Creating a Snowfall Effect with HTML, CSS, and JavaScript

Inspired by a design site that added a snow effect, the article shows how to implement a similar effect on any website using only standard web technologies.

First, a simple static snowflake is created with a span element styled by a CSS radial gradient:

.snow {
  display: block;
  width: 100px;
  height: 100px;
  background-image: radial-gradient(#fff 0%, rgba(255,255,255,0) 60%);
  border-radius: 50%;
}

To generate many snowflakes, a Snow class is defined. The constructor initializes properties such as element reference, size, opacity, position, speed, and window dimensions. The init method randomizes size, opacity, and starting coordinates, while setStyle builds the CSS text for each snowflake using template literals.

class Snow {
  constructor(opt = {}) {
    this.el = null;
    this.width = 0;
    this.maxWidth = opt.maxWidth || 80;
    this.minWidth = opt.minWidth || 2;
    this.opacity = 0;
    this.x = 0;
    this.y = 0;
    this.speed = 0;
    this.maxSpeed = opt.maxSpeed || 4;
    this.minSpeed = opt.minSpeed || 1;
    this.windowWidth = window.innerWidth;
    this.windowHeight = window.innerHeight;
    this.init();
  }
  init(reset) { /* randomize size, position, speed */ }
  setStyle() { /* set CSS with transform */ }
  render() { this.el = document.createElement('div'); this.setStyle(); document.body.appendChild(this.el); }
  move() { /* update x, y, recycle when out of bounds */ }
}

Hundreds of snowflakes are instantiated and rendered:

let snowList = [];
for (let i = 0; i < 100; i++) {
  let snow = new Snow();
  snow.render();
  snowList.push(snow);
}

Animation is driven by requestAnimationFrame in a recursive moveSnow function that calls each snowflake’s move method and then schedules the next frame.

function moveSnow() {
  window.requestAnimationFrame(() => {
    snowList.forEach(item => item.move());
    moveSnow();
  });
}

Several enhancements are added:

Separate horizontal ( sx ) and vertical ( sy ) speeds to reduce the diagonal drift.

Randomly spawn some flakes on the left side so the lower‑left corner isn’t empty.

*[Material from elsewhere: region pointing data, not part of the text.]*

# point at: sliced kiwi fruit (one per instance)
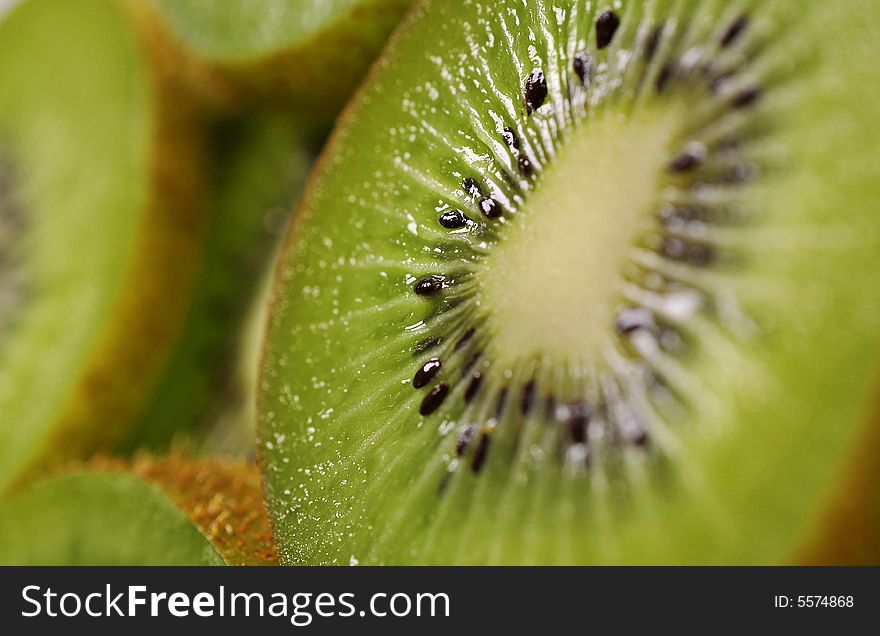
(166, 511)
(102, 223)
(305, 53)
(587, 282)
(258, 165)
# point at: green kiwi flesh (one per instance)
(102, 223)
(259, 166)
(149, 510)
(100, 519)
(583, 283)
(309, 54)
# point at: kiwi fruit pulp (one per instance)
(257, 167)
(149, 511)
(585, 282)
(304, 54)
(102, 220)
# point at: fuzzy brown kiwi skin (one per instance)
(315, 86)
(847, 529)
(222, 497)
(149, 313)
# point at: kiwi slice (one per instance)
(165, 511)
(258, 166)
(585, 282)
(102, 222)
(306, 53)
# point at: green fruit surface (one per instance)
(354, 473)
(100, 519)
(82, 179)
(260, 164)
(304, 54)
(247, 29)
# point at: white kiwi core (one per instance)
(551, 283)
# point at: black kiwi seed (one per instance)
(473, 387)
(464, 439)
(719, 81)
(734, 31)
(472, 188)
(434, 399)
(535, 91)
(606, 26)
(427, 344)
(665, 76)
(429, 285)
(635, 319)
(426, 373)
(577, 420)
(747, 97)
(453, 219)
(583, 67)
(471, 363)
(491, 208)
(480, 453)
(502, 402)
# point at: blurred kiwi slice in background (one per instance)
(306, 54)
(587, 282)
(139, 217)
(149, 511)
(102, 216)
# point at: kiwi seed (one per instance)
(606, 26)
(557, 425)
(536, 91)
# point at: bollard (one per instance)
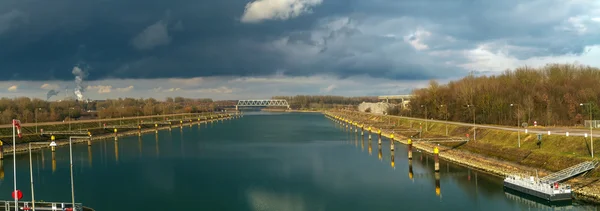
(409, 142)
(392, 142)
(53, 161)
(437, 184)
(392, 157)
(379, 149)
(1, 170)
(436, 158)
(53, 147)
(410, 173)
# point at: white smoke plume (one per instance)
(79, 76)
(51, 93)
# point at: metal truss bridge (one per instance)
(262, 103)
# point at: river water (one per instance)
(263, 161)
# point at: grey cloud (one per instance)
(153, 36)
(206, 37)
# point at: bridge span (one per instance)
(262, 103)
(405, 99)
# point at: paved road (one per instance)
(96, 120)
(553, 131)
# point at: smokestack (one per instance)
(79, 76)
(51, 93)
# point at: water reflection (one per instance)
(89, 156)
(53, 162)
(1, 169)
(116, 150)
(392, 163)
(140, 145)
(370, 147)
(379, 149)
(157, 150)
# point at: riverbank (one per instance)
(24, 147)
(493, 151)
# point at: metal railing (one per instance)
(55, 206)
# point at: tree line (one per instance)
(555, 94)
(30, 110)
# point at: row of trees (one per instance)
(29, 110)
(318, 102)
(550, 95)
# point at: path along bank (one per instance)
(482, 154)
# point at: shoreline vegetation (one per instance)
(494, 151)
(552, 95)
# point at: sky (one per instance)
(252, 49)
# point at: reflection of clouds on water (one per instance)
(263, 200)
(160, 178)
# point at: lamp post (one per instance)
(518, 122)
(474, 128)
(425, 116)
(35, 114)
(70, 117)
(71, 165)
(445, 117)
(591, 126)
(31, 171)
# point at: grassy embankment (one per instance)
(497, 151)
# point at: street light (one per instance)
(518, 122)
(35, 114)
(474, 127)
(425, 116)
(591, 136)
(31, 170)
(445, 117)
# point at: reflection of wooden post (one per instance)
(409, 149)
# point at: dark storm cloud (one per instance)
(43, 40)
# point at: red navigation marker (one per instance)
(17, 194)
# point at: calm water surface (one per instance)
(264, 161)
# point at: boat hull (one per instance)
(542, 195)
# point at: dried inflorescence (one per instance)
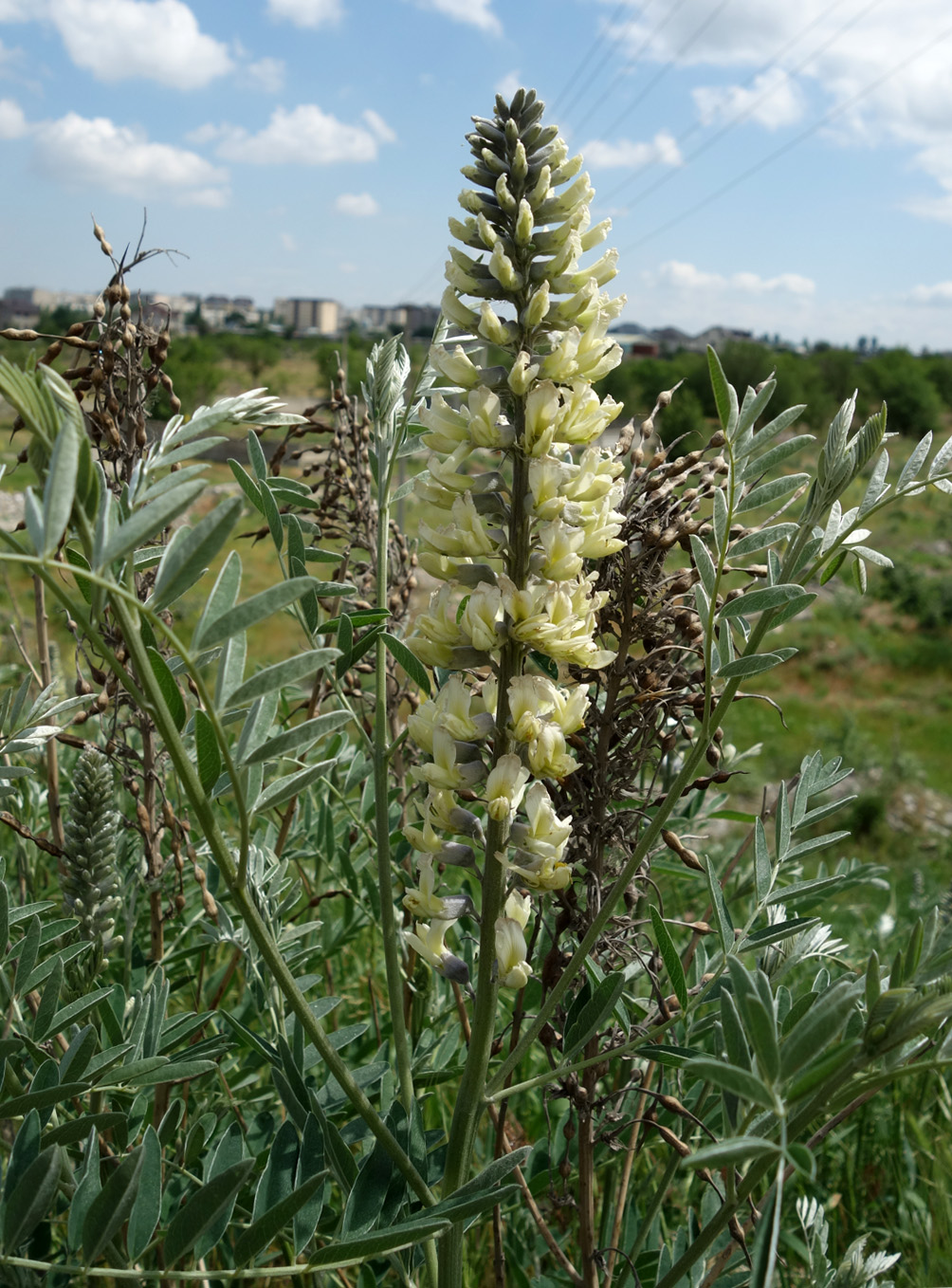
(118, 359)
(90, 874)
(527, 500)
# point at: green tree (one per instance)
(902, 380)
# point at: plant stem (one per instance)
(56, 814)
(150, 697)
(470, 1103)
(381, 813)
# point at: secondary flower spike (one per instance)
(521, 500)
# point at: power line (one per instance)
(747, 111)
(599, 40)
(660, 75)
(791, 143)
(632, 61)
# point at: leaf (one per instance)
(191, 551)
(726, 1153)
(345, 641)
(78, 1129)
(351, 1252)
(762, 873)
(290, 672)
(223, 596)
(750, 665)
(668, 953)
(771, 491)
(171, 690)
(590, 1015)
(819, 1025)
(227, 1154)
(247, 486)
(277, 1177)
(915, 461)
(741, 1082)
(29, 1201)
(27, 949)
(409, 661)
(299, 737)
(146, 1211)
(722, 917)
(257, 724)
(204, 1207)
(759, 600)
(26, 1148)
(735, 1039)
(262, 1231)
(309, 1166)
(265, 604)
(767, 1238)
(366, 1199)
(255, 456)
(207, 751)
(61, 486)
(293, 784)
(273, 517)
(110, 1208)
(704, 563)
(46, 1010)
(722, 391)
(761, 539)
(150, 522)
(776, 932)
(85, 1191)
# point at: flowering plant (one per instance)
(679, 1065)
(527, 499)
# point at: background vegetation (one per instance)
(857, 688)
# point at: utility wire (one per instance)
(599, 40)
(791, 143)
(632, 61)
(660, 75)
(747, 111)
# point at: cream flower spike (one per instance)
(527, 500)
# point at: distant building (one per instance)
(409, 319)
(316, 316)
(22, 305)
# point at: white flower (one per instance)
(510, 953)
(505, 787)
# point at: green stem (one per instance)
(650, 1213)
(470, 1103)
(268, 948)
(381, 806)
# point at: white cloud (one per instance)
(936, 297)
(881, 68)
(13, 124)
(359, 204)
(133, 39)
(304, 136)
(307, 13)
(679, 276)
(662, 148)
(266, 74)
(379, 126)
(96, 152)
(474, 13)
(772, 100)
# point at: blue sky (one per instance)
(312, 147)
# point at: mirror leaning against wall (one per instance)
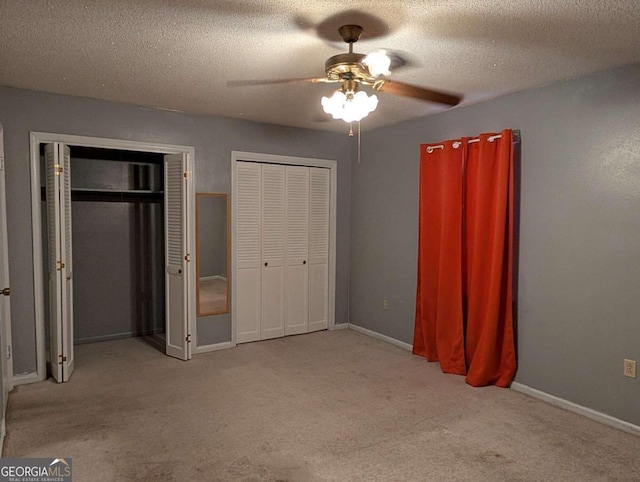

Introduce “quick” large flakes with increased size, opacity, and speed, and apply a CSS perspective and translate3d for a 3‑D effect.

Implement swinging motion using a sine function, with optional swing range limited to 0.9π–1.1π for subtle side‑to‑side movement.

Adjust vertical speed with a cosine curve to make the descent start slow and accelerate.

Set a very high z-index and pointer-events: none so snowflakes stay on top without blocking page interaction.

Use CSS transform: translate(...) instead of left/top for smoother, GPU‑accelerated animation.

The article also shows how to adapt the same framework for rain by shrinking the width to 1 px, removing swing, and rotating each raindrop according to its velocity vector using an atan calculation.

Finally, it suggests combining snow and rain for a sleet effect and optionally tying the animation to real‑time weather data via an API, completing an immersive weather overlay.